Buleleng, LenteraEsai.id – Penjabat (Pj) Bupati Buleleng Ketut Lihadnyana menginginkan program Kuliah Kerja Nyata (KKN) Sekolah Tinggi Agama Hindu Negeri (STAHN) Mpu Kuturan Singaraja bisa menghasilkan rekomendasi perbaikan kepada masing-masing desa.
Hal tersebut disampaikannya saat menghadiri Pembekalan KKN STAHN Mpu Kuturan Singaraja ‘Amalaku Kramaning Swadharma’, di Sasana Budaya Singaraja, Jumat (20/10’2023). Sebanyak 315 mahasiswa STAHN Mpu Kuturan Singaraja akan melakukan KKN yang difokuskan kepada 14 desa di Kecamatan Gerokgak.
Agar mampu memberikan rekomendasi perbaikan atau melakukan penyelesaian masalah kepada masing-masing desa lokasi KKN, Lihadnyana memberikan arahan atas tahapan yang perlu dilakukan. Pertama adalah harus memetakan permasalahan yang ditemui di desa lokasi KKN. Kemudian dari permasalahan tersebut, dianalisis kemungkinan-kemungkinan penyebab dari masalah yang ditemukan.
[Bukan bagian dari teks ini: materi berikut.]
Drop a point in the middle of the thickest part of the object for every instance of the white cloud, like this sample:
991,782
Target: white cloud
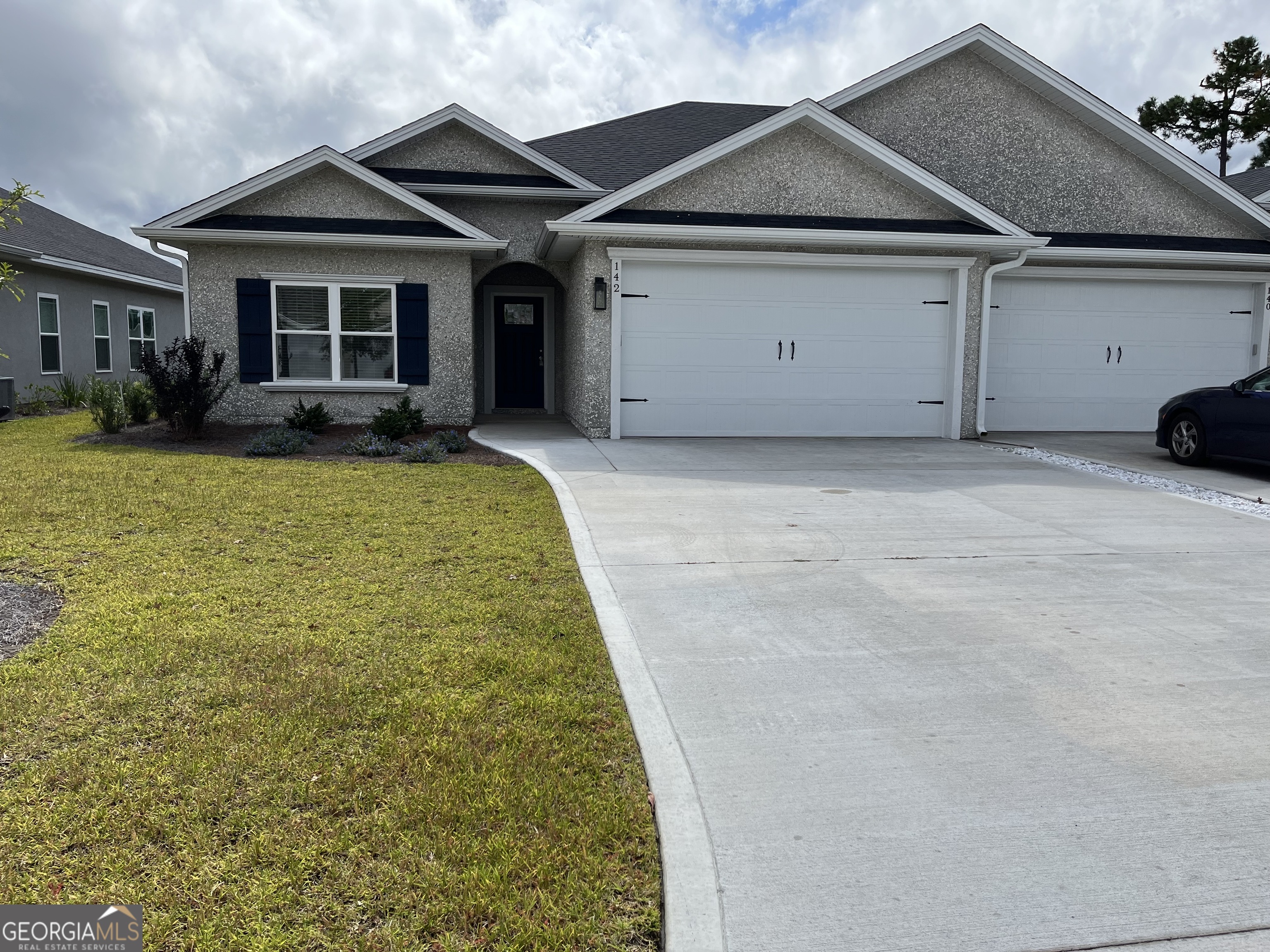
124,111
Selanjutnya baru dipikirkan program apa yang bisa dilakukan, dan dukungan semacam apa yang bisa diberikan.
Demikian proses kerjanya baru bisa dikatakan rekomendasi yang tuntas, dan pada gilirannya bisa dirasakan oleh masyarakat setempat. “Itu baru selesai. Baru masyarakat bisa bilang oh inilah KKN STAHN Mpu Kuturan,” katanya.
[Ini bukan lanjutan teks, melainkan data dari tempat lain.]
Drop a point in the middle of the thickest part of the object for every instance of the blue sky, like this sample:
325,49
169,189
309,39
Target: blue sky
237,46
Lebih lanjut, ia menyampaikan bahwa rekomendasi yang disampaikan oleh KKN STAHN Mpu Kuturan diharapkan dapat diberikan kepada pemerintah desa masing-masing. Rekomendasi tersebut, juga bisa dikoordinasikan untuk ditembuskan pula ke pemerintah kabupaten. Sehingga, saat pemerintah desa menyusun program pembangunan desa, rekomendasi tersebut juga bisa menjadi salah satu acuan.
“Nanti agar saat desa menyusun APBDes agar memperhatikan rekomendasi itu. Karena di sana ada anggarannya,” kata Lihadnyana sembari menyampaikan apresiasinya kepada STAHN Mpu Kuturan Singaraja, yang memilih untuk menempatkan KKN mahasiswanya di Kecamatan Gerokgak.
Menurutnya, Kecamatan Gerokgak merupakan wilayah yang memiliki banyak potensi dan memerlukan inovasi serta problem solving dari generasi muda dan akademisi. Program KKN yang difokuskan di Kecamatan Gerokgak dipandang sebagai target yang fokus dan sesuai.
“Itu benar-benar kena pada sebuah target sasaran. Dibanding disebar di sana di sini. Gerokgak akan dikembangkan sesuai potensi dan tertuang pada RDTR yakni pertanian, pariwisata, dan industri. Ini berarti gayung bersambut, bagus,” ujar Lihadnyana, penuh semangat.
Lihadnyana juga menyampaikan harapannya kepada sektor pendidikan di Kabupaten Buleleng, untuk bisa berkontribusi lebih intens dalam meningkatkan Indeks Pembangunan Manusia (IPM) Kabupaten Buleleng. Saat ini, angka IPM Buleleng berada pada 73,5 dan merupakan capaian yang baik. IPM yang diukur dari kesehatan, pendidikan, dan daya beli masyarakat terus diupayakan menjadi semakin baik di tahun-tahun mendatang.
“Seyogyanya kontribusi sektor pendidikan untuk meningkatkan IPM harus meningkat. Ke depan sumber daya manusia Kabupaten Buleleng akan mendorong Buleleng ke arah yang lebih mandiri dan maju,” katanya, menjelaskan.